Not sure what full day JK/SK has to do with this issue but the electorate asked for it - it is political, parents like it since it reduces their daycare cost (obviously). Sure the money would be better elsewhere but as we come to an election year governments do such things (party is not relevant, it is the age old political tactic of electorate payola – if done close to an election the government hopes such is in the current memory as favourable to aid in re-election). Growing up in rural NS one thing that I knew for sure was that all roads get repaved every four years just before an election (all parties have done this for the 40+ years I can remember).

As for parents not advocating I see it and it is frustrating but such is not a fair blanket statement, I know many that advocate in my school and our school even welcomes advocacy for children.

I have read the many posts where you have vilified the ID issue but for SOME cases this is true, heartbreaking but true. I recommend you read This Boy Noah, the two follow on books and the most recent book by Noah’s brother Boy Alone – Noah is severely afflicted and at the age of 40+ is incapable of the most basic independent task save eating. All three books chart the attempts at therapy of more sorts than I have ever heard of and no results. This in no way means all on the spectrum have ID but it is a known thing (the debate is over %).

That your kids do not face this reality is great for them, comparisons to others based on the same expectation is not a reliable means of analysis nor conclusion (for example, not all nose bleeds means brain cancer).

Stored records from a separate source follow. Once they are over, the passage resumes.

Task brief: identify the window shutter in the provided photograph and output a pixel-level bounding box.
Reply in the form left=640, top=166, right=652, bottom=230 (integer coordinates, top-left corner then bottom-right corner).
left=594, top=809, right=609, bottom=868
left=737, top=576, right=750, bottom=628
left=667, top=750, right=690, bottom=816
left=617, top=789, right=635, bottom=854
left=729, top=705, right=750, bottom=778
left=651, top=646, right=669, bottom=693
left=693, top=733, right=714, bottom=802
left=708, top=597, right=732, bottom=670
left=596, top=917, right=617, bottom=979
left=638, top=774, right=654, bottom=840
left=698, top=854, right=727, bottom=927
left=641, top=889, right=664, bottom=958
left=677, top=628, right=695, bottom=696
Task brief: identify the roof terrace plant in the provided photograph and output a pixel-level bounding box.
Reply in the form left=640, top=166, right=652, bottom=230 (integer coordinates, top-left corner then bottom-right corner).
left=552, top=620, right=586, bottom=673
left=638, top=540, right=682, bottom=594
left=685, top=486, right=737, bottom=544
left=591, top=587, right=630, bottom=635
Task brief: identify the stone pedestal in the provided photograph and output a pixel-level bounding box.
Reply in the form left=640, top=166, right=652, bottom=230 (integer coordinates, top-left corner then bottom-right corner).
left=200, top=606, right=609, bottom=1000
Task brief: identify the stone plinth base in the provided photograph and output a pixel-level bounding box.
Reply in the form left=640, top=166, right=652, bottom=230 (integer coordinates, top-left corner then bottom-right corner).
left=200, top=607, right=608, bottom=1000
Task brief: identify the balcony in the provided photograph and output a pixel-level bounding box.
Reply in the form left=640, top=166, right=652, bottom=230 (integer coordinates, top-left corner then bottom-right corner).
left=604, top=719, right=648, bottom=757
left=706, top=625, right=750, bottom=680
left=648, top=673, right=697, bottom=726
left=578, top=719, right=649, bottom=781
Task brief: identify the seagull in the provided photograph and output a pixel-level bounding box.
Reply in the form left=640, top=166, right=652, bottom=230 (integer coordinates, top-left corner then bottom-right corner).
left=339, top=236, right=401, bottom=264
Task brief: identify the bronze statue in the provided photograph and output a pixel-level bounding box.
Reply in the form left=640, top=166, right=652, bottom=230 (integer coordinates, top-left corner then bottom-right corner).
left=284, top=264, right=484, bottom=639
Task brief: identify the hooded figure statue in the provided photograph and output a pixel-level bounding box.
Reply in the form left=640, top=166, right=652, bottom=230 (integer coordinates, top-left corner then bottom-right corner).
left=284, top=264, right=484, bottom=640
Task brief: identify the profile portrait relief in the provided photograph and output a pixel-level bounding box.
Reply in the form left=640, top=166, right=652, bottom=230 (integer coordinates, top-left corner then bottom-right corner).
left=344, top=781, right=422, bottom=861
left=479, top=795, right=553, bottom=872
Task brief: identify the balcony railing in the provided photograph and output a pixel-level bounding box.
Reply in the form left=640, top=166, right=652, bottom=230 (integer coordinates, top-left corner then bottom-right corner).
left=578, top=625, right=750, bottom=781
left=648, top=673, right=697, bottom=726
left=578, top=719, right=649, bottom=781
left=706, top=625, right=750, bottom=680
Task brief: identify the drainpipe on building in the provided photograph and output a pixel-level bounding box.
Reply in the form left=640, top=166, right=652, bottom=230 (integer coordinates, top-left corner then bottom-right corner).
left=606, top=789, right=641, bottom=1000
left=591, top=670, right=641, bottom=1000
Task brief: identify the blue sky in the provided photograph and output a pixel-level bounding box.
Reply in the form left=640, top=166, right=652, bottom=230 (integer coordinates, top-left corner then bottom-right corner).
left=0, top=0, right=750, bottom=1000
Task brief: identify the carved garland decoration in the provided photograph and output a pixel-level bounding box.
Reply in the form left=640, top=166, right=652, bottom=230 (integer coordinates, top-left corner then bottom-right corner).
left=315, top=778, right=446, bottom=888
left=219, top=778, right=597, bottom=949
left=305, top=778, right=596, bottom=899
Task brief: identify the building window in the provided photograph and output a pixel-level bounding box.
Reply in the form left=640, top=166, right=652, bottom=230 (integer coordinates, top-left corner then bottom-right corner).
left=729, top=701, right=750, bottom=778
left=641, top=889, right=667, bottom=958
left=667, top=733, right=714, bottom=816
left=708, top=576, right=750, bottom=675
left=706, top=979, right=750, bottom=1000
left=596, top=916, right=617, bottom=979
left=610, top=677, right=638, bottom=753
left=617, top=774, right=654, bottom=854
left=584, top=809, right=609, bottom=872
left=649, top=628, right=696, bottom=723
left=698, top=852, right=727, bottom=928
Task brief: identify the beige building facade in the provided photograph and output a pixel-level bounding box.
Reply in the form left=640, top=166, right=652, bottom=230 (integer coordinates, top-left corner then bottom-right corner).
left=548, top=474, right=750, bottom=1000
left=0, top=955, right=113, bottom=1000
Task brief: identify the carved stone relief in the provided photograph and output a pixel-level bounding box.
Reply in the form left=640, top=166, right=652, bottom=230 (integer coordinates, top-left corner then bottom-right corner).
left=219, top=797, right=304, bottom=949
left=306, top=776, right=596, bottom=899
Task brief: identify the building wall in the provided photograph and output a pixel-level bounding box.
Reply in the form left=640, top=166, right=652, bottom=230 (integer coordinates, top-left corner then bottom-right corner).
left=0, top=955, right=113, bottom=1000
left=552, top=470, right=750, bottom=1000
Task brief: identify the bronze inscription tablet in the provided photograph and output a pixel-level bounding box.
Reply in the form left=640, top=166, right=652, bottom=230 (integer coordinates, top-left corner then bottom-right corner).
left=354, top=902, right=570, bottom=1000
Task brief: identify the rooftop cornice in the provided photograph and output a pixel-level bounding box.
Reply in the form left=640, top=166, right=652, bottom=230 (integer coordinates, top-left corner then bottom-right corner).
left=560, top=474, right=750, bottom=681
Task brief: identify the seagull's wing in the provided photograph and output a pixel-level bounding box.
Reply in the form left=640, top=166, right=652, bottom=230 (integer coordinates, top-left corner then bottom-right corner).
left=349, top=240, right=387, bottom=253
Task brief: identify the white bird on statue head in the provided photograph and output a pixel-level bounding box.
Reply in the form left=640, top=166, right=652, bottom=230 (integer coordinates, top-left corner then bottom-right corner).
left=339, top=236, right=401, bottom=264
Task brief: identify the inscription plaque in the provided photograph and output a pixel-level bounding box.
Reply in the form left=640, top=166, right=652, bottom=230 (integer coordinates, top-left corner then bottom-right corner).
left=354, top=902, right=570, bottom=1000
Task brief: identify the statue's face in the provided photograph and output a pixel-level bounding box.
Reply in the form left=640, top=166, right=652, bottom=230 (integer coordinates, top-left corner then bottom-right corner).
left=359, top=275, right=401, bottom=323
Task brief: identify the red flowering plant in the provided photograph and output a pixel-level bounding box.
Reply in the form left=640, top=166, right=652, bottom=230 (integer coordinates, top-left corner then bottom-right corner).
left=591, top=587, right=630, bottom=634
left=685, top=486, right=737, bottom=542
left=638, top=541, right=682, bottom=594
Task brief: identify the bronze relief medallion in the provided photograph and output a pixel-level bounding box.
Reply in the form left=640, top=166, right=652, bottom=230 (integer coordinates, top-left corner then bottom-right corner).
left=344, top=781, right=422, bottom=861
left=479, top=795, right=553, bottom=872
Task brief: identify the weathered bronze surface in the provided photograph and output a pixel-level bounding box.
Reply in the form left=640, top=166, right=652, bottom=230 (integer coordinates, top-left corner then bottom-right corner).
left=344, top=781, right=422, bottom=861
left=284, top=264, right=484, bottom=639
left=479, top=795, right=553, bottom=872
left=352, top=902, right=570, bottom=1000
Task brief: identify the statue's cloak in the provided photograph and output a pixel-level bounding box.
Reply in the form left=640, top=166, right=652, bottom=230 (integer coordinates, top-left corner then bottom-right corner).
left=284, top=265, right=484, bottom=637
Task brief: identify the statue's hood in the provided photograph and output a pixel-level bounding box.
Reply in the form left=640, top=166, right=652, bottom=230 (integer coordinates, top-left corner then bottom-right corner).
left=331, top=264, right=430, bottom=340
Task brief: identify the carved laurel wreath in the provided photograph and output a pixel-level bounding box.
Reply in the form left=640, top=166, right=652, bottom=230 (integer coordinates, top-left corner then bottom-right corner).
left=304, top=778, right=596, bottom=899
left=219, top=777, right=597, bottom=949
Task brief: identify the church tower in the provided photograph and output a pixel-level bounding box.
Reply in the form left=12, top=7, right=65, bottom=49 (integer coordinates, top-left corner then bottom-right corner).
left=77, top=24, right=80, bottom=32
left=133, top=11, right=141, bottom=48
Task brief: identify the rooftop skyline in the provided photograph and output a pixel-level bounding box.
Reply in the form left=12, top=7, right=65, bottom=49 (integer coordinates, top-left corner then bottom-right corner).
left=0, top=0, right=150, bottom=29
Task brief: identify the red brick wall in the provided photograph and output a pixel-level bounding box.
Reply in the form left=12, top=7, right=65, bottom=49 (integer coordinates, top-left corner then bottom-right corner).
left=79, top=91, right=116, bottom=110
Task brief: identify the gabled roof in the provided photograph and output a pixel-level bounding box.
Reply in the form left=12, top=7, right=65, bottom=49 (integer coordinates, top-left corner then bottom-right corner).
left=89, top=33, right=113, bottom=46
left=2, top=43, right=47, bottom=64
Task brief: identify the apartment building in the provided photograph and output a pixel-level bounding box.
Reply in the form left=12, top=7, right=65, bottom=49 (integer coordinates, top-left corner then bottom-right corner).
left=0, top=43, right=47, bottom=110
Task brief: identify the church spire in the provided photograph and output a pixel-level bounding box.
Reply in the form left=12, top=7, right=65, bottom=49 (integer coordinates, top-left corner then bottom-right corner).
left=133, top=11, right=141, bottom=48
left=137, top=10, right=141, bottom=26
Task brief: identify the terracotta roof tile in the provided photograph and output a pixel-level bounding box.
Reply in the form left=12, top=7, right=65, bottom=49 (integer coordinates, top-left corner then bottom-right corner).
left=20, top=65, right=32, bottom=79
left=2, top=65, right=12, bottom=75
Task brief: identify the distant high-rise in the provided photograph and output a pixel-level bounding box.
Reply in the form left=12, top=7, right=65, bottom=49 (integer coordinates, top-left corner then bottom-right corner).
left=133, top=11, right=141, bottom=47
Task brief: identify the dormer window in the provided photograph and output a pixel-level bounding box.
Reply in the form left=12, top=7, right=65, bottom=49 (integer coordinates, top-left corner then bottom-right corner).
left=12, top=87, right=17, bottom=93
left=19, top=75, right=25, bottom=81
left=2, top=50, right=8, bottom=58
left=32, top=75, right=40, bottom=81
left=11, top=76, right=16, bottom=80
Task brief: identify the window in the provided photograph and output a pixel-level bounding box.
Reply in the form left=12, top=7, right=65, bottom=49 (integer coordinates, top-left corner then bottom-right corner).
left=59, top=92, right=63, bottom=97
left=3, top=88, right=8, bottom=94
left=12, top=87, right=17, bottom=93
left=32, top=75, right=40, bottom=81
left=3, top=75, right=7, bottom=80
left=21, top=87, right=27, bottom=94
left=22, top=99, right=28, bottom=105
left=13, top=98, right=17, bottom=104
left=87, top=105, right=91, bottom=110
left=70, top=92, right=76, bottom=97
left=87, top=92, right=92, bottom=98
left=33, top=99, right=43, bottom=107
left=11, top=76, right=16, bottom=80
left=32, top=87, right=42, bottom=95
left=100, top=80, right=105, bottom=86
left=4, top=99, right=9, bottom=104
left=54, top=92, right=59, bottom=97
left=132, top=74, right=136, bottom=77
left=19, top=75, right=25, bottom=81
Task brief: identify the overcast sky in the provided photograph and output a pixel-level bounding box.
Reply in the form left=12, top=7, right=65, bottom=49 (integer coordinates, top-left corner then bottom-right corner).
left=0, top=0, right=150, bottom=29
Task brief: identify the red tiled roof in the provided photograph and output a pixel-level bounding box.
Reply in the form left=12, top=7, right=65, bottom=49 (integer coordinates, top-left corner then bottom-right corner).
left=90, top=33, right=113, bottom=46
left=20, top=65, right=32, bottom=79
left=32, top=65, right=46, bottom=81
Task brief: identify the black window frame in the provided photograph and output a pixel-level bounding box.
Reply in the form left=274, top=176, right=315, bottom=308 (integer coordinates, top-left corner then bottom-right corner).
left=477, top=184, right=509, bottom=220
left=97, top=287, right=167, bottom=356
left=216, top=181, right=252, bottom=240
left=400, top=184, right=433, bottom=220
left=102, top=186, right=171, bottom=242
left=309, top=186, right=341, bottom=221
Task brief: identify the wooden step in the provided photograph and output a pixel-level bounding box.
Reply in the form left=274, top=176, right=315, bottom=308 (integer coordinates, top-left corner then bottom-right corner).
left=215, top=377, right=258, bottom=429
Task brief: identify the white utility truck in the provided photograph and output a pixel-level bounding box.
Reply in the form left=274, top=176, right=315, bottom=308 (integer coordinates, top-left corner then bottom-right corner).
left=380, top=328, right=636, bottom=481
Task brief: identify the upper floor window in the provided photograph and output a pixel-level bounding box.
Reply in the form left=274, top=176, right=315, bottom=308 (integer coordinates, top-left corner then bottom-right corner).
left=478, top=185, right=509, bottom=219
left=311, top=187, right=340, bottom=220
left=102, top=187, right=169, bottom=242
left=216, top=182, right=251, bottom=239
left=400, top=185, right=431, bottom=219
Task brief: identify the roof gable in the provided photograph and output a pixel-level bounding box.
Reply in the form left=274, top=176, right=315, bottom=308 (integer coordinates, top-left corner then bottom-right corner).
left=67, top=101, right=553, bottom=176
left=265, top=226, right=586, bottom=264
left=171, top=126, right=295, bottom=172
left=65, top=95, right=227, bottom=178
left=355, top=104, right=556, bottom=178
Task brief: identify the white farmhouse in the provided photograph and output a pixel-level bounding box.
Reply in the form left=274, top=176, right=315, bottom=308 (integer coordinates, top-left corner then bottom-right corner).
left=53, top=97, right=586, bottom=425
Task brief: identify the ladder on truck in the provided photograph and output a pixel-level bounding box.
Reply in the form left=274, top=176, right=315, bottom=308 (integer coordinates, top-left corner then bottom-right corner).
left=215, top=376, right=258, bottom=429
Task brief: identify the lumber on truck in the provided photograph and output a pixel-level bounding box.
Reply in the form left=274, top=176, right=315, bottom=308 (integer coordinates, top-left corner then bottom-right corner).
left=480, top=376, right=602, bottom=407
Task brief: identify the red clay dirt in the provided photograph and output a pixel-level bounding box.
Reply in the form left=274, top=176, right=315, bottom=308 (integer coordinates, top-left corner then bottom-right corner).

Last item - my son sees a neurologist and we do series of EEG, Cat Scan [CT], and MRI. I got this simply by asking for a referral from our paediatrician. We have also seen a developmental paediatrician and did every fluid, DNA, and genome test that exists. We had to wait a few months but we get to see whatever professional we want, I simply ask. We will repeat tests on a regular basis for items that can medically change over time (for example, we do not need to test for Fragile X anymore, it is a one time conclusive test but EEG will continue).

Kent A. said...

In the USA these children see neurologists and have MRI's... it's routine...

Not true in my state, North Carolina.